Долгий спор у костра по-литовски. Донатас, Кястутис и Стасис спорят с начальником. Едкий смешок. Остальные молчат. Ожесточенней всех нападает на начальника Стасис. Донатас то и дело приструнивает его. На добром лице Кястутиса ехидная усмешка. Я здесь человек чужой, поэтому делаю вид, что ничего не понимаю. А вообще, не очень все это приятно. Может, обо мне? Стараюсь меньше есть, хоть и очень хочется.
— Ты извини, — говорит Кястутис, когда мы забираемся в палатку, — что мы при тебе все по-литовски. Разговор не из приятных. Можно сказать, диспут о роли великой личности в истории и неблагодарном народе. Тебя это не касается, и ты не обращай внимания, а то скис совсем.
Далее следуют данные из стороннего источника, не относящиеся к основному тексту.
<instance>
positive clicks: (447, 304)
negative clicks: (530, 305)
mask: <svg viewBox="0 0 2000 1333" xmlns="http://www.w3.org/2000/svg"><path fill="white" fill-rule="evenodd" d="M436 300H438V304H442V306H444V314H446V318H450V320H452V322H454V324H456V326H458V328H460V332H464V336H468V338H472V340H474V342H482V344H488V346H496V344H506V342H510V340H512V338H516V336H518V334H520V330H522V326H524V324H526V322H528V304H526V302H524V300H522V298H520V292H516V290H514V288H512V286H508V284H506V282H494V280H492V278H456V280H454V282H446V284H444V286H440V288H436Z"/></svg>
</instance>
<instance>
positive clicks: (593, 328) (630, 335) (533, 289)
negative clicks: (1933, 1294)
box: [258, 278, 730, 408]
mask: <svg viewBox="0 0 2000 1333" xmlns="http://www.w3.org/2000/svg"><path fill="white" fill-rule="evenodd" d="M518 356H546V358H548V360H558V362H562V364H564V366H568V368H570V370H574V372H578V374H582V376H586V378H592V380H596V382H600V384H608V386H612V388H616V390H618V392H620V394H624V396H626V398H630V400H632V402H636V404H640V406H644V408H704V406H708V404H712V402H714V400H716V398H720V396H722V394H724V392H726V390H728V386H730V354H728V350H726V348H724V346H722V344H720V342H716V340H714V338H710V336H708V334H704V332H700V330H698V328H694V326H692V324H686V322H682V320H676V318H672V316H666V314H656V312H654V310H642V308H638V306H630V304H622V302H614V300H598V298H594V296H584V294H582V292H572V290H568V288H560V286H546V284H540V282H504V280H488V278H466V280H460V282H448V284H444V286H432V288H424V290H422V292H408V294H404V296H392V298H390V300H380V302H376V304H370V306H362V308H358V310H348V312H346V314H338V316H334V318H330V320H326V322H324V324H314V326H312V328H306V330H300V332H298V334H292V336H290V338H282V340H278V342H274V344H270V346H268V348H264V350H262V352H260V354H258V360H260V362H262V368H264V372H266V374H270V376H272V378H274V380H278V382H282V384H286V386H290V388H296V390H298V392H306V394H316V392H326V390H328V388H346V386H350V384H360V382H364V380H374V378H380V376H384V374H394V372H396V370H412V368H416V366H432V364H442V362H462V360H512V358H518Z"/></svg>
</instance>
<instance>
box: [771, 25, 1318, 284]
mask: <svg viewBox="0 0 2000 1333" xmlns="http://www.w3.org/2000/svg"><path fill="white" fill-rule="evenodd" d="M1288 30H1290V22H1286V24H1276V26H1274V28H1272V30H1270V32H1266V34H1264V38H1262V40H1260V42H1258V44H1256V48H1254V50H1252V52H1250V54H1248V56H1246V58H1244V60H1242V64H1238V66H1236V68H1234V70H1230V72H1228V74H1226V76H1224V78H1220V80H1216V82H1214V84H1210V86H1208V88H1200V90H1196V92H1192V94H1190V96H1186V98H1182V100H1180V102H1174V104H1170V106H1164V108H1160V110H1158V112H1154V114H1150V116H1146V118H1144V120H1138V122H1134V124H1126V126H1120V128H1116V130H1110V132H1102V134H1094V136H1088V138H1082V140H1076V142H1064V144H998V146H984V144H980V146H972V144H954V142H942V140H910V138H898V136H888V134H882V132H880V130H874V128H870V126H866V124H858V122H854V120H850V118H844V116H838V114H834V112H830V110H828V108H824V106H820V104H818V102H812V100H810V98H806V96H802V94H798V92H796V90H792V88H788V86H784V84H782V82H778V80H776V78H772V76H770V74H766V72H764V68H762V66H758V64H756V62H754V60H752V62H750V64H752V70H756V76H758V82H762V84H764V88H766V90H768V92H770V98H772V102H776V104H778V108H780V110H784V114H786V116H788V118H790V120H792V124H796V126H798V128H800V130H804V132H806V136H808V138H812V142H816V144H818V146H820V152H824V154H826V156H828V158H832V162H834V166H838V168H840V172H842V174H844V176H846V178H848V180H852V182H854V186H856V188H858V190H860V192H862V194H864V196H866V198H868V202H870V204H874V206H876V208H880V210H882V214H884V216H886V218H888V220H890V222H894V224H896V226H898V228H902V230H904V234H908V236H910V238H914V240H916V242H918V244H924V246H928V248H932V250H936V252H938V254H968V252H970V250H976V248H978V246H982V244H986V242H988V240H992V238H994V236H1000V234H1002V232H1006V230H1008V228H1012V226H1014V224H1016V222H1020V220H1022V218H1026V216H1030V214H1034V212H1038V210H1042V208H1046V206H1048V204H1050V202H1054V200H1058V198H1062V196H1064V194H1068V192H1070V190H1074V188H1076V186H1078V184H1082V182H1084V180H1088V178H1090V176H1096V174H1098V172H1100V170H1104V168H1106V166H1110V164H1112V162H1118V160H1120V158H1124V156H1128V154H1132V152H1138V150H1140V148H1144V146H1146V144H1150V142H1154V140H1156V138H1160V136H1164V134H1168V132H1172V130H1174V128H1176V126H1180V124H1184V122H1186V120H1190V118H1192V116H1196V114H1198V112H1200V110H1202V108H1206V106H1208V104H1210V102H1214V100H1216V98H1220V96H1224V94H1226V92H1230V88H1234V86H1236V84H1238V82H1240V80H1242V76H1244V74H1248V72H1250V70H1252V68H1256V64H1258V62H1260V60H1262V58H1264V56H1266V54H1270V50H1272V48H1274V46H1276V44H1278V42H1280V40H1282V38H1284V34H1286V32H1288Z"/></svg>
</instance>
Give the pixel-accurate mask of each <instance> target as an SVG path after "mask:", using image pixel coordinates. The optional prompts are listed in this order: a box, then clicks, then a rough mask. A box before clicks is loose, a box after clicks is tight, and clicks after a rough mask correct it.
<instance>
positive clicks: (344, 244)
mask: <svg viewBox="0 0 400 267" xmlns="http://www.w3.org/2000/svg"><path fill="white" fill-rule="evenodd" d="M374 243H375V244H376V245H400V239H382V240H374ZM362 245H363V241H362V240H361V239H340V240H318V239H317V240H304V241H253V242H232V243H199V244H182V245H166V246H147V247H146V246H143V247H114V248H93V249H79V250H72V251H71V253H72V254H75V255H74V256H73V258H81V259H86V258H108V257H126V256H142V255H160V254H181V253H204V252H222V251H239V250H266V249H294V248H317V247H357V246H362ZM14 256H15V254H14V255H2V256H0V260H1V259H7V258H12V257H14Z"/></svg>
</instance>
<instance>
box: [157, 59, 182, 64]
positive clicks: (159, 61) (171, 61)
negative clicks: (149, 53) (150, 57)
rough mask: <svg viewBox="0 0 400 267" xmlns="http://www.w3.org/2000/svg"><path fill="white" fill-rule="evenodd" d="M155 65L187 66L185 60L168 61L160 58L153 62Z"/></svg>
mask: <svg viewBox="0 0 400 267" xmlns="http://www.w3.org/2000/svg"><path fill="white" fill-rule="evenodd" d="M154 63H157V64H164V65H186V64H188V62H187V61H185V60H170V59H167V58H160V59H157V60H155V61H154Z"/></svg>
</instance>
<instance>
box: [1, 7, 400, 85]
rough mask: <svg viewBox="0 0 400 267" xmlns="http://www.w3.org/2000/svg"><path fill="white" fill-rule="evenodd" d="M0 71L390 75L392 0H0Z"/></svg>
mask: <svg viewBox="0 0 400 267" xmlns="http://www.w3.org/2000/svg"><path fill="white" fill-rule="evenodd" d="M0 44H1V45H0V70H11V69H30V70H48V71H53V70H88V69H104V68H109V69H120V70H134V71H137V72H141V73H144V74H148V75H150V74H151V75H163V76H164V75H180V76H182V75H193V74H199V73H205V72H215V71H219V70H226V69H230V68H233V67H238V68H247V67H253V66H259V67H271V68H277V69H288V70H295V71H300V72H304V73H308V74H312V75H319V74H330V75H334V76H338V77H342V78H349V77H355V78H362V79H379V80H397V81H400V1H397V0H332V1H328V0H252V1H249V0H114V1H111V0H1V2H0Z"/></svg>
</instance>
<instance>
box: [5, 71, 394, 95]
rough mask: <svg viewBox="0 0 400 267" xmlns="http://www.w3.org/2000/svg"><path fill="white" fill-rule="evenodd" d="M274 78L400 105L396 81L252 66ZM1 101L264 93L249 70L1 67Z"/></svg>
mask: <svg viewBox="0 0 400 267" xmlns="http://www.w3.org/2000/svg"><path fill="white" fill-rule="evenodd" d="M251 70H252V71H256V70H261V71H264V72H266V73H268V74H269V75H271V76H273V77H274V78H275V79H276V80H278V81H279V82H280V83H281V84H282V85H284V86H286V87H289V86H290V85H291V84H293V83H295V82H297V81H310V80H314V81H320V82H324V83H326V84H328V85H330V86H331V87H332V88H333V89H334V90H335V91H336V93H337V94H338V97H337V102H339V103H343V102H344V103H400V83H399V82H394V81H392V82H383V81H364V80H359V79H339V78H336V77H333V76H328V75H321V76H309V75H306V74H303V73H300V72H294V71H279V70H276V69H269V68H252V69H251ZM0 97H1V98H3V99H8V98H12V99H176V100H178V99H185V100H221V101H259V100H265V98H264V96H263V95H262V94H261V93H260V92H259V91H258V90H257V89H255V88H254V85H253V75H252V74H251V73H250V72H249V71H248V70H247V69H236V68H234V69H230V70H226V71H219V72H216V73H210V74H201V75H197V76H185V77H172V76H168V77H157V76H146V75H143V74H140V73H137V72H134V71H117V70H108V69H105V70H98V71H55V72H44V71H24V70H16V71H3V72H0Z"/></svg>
Утром чуть свет поднимаюсь из долины наверх — искать своих. С тревогой думаю, что мы начинаем выбиваться из графика. Сверху увидел, что всего в какой-то сотне метров от наших палаток в распадке лежит снег. Но с ведром к нему через стланик пробиться будет нелегко. Из-под моих ног вниз с шумом сорвался камень, где-то вдруг залаял медведь. Я стал всматриваться в долину: он недовольно переходил поляну невдалеке от наших палаток. Видимо, ночевал в соседстве.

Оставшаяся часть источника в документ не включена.